Effect of Changes in Inflation and Blood Volume on Regional Lung Density—A PET Study

Abstract
Data obtained during positron emission tomographic (PET) imaging of the lung are expressed in terms of lung volume, not lung weight. Therefore changes in PET data may simply reflect changes in regional lung inflation. Normalizing PET data with regional measurements of lung density (rLD) made with positron transmission tomography may be useful, but how rLD is altered by changes in either regional inflation or blood volume has not been evaluated. In 12 supine dogs the mean rLD was 0.32 .+-. 0.06 g/ml lung and was not significantly changed by doubling the tidal volume.

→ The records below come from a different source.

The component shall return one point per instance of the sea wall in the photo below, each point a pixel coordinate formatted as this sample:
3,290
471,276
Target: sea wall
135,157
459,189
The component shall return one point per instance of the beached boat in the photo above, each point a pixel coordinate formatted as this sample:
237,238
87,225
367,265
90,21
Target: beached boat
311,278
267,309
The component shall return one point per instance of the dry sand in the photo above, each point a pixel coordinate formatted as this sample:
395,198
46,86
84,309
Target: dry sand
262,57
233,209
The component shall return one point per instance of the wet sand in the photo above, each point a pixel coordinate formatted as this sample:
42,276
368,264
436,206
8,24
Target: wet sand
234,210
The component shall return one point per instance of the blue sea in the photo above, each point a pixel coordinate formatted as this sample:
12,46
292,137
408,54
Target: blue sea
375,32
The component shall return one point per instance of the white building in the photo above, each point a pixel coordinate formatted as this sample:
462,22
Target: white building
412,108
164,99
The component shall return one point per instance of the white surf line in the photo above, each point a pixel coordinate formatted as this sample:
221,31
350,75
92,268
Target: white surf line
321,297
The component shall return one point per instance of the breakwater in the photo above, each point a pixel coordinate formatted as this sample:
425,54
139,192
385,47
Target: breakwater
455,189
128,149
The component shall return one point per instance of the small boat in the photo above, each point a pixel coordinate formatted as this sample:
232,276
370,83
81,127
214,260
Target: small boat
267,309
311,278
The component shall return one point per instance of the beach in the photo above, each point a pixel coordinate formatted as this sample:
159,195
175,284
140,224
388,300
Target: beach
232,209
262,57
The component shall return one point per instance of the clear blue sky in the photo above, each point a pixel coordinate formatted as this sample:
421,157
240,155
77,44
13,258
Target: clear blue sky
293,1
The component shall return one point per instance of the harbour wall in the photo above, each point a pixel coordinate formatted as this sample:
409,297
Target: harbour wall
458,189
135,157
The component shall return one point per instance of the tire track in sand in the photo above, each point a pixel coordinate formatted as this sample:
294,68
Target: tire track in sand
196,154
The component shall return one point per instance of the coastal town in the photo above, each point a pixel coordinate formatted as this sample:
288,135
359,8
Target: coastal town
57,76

The mean LD decreased with increasing levels of positive end-expiratory pressure (PEEP) (5-20 cm H2O), but regional changes were consistently present only at levels > 5 cm H2O. After sufficient hemorrhage to reduce cardiac output by half, mean rLD only decreased from 0.33 .+-. 0.07 to 0.30 .+-. 0.06 g/ml lung, while regional extravascular density remained unchanged. Thus, large changes in tidal volume, modest amounts of PEEP, and significant decreases in blood volume produced small, although measurable, decreases in rLD. Therefore, normalization of emission data with transmission derived measurements of LD should not be necessary for interventions that cause rLD to decrease.